Gary Lochte stood laughing with Noel, recounting his side of the story.
“My son called me and said, ‘Dad, some guy’s calling you. He found your ring.’ I’m going, ‘What ring? Richard texted me the next day. He sent the photos, and I said, ‘That’s absolutely it,’” Lochte said.
Lochte held the rung up as he described it.
“This was Canyon High School which is at New Braunfels, Texas, 1971,” Lochte said. “So we’re about to have our 55th high school reunion. I remember the school emblem, red and white. I remembered the cougar, and I also vaguely remembered this little dent on the inside.”
He said his class will be thrilled to see the ring.
“We always looked out for each other,” Lochte said. “It was a small, small class and great friendships, and we’ve just maintained them over the years. It’s really remarkable, and I’m very blessed to have it now.”
Lochte said to Noel, “It’s pretty amazing, and to think that it made so many trips back and forth, Texas, back and forth to the northeast, and then still ended up back in Texas at home, that’s remarkable!”
“Almost 7,000 miles of travel, yeah, and never was lost,” Noel said.

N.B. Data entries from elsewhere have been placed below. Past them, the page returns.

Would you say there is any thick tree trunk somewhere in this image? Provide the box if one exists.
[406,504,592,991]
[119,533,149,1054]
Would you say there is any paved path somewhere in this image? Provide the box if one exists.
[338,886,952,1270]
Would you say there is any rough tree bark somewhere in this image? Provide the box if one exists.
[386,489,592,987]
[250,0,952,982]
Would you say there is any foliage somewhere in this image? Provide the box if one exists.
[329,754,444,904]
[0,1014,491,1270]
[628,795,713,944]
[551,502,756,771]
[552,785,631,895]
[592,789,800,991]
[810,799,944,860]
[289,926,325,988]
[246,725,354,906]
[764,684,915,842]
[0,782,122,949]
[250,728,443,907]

They agree it may be the start of a new friendship, as they continued to catch up long after the KSAT interviews were done.

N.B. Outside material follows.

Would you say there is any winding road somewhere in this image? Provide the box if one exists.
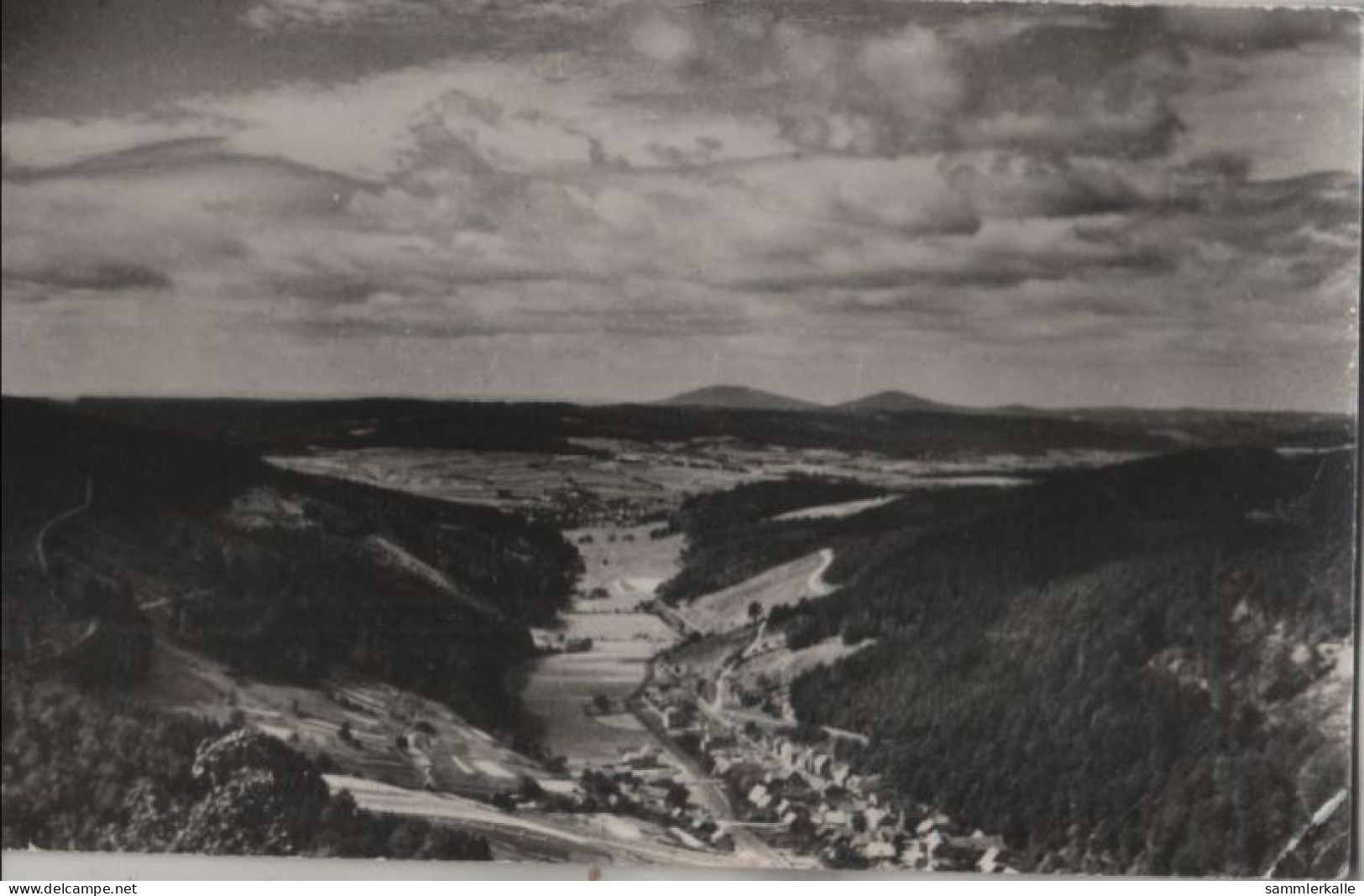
[33,476,94,576]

It’s a memory 26 years in the making that, unlike a ring, can never be lost.
As for Escobedo, he’s still trying to find his ring. KSAT, along with the community, wants to help him.
He hopes everyone will keep an eye out for his ring, a John F. Kennedy High School ring with an oval green stone and rocket under the stone.
The ring has a rocket on one side and band instruments on the other side. His signature is inside the ring.
Anyone who thinks they’ve found Escobedo’s ring can reach out to him on Facebook, or email Courtney Friedman at cfriedman@ksat.com.
Escobedo also wants people to know the rings that owners don’t want, or that seem to be samples, are sold back to Alamo Antique Mall. Anyone searching for their ring can look there as well.